Setting CURLOPT_HEADER and CURLOPT_VERBOSE to true helped to reveal that this was the issue. The fix is pretty simple: instead of passing the array itself for CURLOPT_POSTFIELDS, pass the result of wrapping it in a call to the  http_build_query() function (see its PHP manual page). This converts it to a properly formatted query string, which causes cURL to use the default Content-Type header value of application/x-www-form-urlencoded instead.

Tools like Firebug can help you to examine requests made by a browser. Together with these settings for cURL, you can modify your script’s requests to match those of your browser as closely as possible, making gotchas like this less likely to trip you up.

4 Comments

  1. Daniel Ice says:

    Great tip. I have been doing lots of spidering over time and never seen this tip. Thanks.

  2. Hi.

    I’m the main author of libcurl, and while I’m not fluent in PHP nor in the curl extension for PHP, I must say that your post/explanation here greatly misses the point. The problem is really _not_ the Content-Type: header. Most likely servers don’t care one yota about that header.

    What counts, is that you made a multipart formpost instead of a regular one. The entire POST was done in a completely different encoding as url-encoding and multipart are far far away from each other.

    (Me personally, I don’t like how the curl exension made the two different posts that easy to mix up.)

    Have fun with that scraping!

  3. @Daniel Thanks for the taking the time to comment and make that clarification. I didn’t mean to imply that this was an error on the part of libcurl or its PHP extension, merely a behavior of the latter that’s easy to miss if you don’t read the docs carefully.

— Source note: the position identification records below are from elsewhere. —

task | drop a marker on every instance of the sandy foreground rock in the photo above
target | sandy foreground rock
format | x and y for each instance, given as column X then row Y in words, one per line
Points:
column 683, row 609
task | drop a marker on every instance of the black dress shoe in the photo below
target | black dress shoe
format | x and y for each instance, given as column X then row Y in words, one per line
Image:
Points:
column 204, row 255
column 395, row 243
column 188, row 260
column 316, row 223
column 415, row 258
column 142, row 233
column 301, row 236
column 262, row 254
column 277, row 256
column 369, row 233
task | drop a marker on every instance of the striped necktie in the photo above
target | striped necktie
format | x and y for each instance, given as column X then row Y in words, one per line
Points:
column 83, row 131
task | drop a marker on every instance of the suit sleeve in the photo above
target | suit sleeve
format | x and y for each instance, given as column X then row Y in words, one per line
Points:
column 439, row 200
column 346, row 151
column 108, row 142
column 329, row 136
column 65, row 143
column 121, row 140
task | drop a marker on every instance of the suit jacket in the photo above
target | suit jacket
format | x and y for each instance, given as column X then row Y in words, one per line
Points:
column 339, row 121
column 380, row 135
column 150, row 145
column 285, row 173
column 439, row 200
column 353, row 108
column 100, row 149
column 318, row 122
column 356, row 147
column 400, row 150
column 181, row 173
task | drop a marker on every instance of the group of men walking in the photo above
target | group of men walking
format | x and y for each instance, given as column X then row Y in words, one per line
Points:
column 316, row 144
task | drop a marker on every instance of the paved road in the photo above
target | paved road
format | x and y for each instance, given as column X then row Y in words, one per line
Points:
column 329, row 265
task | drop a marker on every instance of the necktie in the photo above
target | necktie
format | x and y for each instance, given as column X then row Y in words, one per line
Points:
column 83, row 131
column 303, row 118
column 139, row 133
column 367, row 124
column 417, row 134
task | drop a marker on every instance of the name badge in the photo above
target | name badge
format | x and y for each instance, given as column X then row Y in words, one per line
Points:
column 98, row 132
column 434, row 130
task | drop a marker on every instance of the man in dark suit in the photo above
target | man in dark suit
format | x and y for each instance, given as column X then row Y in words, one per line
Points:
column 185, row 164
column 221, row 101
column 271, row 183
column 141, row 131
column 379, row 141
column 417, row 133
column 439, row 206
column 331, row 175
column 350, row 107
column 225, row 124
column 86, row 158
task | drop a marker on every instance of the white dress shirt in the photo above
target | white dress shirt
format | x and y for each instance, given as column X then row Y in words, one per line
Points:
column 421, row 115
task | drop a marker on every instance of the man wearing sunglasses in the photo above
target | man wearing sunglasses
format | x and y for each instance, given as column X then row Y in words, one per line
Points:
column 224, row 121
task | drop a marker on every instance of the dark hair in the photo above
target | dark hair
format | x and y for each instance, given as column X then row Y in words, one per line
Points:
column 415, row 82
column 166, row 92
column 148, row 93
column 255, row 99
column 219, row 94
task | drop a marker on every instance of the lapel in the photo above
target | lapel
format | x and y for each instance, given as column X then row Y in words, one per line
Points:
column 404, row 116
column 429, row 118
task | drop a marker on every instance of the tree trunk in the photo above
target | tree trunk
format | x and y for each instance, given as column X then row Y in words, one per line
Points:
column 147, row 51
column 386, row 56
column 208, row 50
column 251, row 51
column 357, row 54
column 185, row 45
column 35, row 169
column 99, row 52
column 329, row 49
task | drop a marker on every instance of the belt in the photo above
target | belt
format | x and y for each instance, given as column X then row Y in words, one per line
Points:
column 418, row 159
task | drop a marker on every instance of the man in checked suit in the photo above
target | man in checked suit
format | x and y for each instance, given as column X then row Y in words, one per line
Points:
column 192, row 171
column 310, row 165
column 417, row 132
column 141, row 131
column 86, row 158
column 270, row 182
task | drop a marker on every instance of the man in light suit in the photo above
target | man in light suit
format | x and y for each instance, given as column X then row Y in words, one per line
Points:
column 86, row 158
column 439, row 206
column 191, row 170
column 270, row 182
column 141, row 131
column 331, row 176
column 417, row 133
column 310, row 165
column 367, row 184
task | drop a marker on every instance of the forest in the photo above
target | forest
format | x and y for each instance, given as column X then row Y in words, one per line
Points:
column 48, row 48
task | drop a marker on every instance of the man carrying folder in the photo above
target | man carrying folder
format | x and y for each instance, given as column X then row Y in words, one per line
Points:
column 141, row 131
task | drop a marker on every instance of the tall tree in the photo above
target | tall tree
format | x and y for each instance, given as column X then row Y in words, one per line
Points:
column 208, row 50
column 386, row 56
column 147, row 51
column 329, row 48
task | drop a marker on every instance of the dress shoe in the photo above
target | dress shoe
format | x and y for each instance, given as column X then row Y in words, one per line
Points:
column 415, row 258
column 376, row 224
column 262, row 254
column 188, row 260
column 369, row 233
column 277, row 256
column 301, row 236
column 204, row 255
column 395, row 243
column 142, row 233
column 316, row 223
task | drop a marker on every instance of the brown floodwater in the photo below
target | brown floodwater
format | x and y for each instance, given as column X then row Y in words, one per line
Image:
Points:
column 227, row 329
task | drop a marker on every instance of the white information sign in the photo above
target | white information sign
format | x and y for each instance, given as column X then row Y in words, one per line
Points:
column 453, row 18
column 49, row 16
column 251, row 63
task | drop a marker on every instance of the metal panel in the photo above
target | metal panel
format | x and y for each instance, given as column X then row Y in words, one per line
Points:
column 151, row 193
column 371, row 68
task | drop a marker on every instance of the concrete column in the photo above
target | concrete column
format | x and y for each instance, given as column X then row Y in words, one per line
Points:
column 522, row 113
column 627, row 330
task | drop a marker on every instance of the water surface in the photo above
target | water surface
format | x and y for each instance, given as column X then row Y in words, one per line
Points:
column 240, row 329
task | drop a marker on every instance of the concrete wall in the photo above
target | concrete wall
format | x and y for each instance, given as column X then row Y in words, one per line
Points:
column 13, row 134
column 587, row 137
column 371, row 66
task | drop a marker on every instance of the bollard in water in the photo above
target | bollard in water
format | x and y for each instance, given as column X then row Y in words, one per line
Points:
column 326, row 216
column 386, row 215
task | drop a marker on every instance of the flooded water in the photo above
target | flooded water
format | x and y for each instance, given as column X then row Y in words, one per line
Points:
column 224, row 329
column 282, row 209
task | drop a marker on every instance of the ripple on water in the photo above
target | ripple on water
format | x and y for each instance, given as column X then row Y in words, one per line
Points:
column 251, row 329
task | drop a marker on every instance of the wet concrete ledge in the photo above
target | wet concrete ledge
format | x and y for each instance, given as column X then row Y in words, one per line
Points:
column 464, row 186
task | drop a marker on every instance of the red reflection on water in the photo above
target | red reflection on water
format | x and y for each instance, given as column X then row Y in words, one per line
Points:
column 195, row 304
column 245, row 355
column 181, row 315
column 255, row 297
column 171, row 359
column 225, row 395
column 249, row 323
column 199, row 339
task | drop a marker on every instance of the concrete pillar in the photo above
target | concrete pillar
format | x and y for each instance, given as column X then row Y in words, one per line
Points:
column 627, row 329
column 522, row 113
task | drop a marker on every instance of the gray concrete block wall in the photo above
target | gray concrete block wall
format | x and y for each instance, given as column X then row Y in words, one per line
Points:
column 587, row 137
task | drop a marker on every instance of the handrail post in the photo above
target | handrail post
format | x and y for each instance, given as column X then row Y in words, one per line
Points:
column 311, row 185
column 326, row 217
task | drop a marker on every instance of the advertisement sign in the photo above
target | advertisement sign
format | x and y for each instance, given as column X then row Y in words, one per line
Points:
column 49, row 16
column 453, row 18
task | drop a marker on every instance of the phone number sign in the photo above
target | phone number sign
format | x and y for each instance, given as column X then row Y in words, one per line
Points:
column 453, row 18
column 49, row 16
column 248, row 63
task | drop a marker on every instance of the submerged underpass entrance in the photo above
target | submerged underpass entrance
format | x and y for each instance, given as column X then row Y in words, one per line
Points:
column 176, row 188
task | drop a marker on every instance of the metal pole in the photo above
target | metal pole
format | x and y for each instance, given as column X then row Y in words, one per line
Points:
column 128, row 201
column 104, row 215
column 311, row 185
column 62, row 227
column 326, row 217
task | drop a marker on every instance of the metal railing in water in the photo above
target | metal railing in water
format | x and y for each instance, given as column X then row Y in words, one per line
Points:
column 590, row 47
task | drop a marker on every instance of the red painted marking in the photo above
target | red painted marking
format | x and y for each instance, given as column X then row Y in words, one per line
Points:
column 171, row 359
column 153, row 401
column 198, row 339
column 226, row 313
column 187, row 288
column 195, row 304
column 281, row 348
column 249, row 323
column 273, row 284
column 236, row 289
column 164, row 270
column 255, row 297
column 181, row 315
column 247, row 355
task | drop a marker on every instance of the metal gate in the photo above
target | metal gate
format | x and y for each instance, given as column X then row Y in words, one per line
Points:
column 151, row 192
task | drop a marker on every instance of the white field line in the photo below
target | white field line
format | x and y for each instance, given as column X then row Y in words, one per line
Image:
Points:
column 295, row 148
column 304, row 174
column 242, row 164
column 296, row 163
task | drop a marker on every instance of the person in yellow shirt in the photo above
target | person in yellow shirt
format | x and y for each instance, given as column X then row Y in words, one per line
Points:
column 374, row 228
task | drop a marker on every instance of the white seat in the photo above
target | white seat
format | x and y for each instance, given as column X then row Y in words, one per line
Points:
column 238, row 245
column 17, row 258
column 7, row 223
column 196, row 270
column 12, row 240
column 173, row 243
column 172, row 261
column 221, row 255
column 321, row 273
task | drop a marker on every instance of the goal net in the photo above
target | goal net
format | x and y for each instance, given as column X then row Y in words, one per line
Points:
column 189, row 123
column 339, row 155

    I agree that the end result is that the POST data is formatted differently and the difference in header value is more a consequence of that and a sympton rather than a cause. One thing I didn’t mention explicitly is that I’ve never known PHP to behave like .NET does in this situation, so the behavior came as somewhat of a surprise to me.

  4. EvNix says:

    nice tutorial i prefer using snoopy class though!
    i guess snoopy uses fsockopen
    but i am not very sure